保健室にて
「行きたいところを決めて、見学時間と、移動時間も考えてくださいね。また時間を取りますが、見学場所だけでも決められるように話し合ってください」
がやがやという教室内の喧騒に負けないよう手でメガホンを作って奥村は叫んだ。
「先生! デパートとかでもいいのー?」
「構いませんがせっかくの京都ですから、そこでしか見られないものを見たほうが良いですよ」
奥村の言葉に頷いた男子生徒が班の輪の中に戻っていく。クラスはいつも通りの雰囲気に戻っていたが、あかりは、奥村が結衣の安否については何も言わなかったことが気になり、ぼんやりと座っていた。
「あかりーん」
「今行く!」
自分を呼ぶ声にはっとわれに返って返事をすると、プリントと筆記用具を持って移動した。

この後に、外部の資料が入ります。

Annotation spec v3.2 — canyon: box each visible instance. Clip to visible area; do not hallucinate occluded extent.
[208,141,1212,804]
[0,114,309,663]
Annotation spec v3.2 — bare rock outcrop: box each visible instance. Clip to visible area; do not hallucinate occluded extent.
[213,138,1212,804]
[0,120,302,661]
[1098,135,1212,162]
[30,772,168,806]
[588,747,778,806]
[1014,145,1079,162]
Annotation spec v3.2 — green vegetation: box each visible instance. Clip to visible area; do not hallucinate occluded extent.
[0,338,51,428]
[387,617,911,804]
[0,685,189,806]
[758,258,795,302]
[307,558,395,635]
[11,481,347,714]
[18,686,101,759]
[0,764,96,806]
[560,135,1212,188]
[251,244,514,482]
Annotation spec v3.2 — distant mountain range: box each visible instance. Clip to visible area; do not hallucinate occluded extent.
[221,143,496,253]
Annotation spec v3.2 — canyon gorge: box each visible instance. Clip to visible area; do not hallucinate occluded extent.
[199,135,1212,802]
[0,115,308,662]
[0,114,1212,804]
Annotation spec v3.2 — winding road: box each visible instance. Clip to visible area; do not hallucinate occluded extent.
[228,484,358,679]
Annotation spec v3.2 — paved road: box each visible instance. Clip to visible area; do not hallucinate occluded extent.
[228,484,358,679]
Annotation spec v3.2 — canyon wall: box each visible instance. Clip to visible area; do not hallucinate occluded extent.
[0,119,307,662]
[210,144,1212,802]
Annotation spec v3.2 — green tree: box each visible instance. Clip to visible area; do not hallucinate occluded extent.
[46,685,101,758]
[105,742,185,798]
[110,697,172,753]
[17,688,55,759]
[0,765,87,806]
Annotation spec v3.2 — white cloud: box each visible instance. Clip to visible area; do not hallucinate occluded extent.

あかりは鈴子と結衣と同じ二班だ。
「ね、どこか行きたいとこあるー?」
二班の班長である橋本奈々が、片手でシャープペンをくるくると回し、もう一方の手でガイドブックをめくりながら言った。奈々の隣に座った二人も一緒にガイドブックを覗き込んでいる。
「とりあえず、団体で行かないトコだよねえ」
「だねー」
「お寺か、神社か、遊園地か、嵐山?……あかりんはどこがいい?」
「んー、出来れば、で、いいんですがー……神社以外?」
あかりが答えると、三人はわっと笑い声をあげた。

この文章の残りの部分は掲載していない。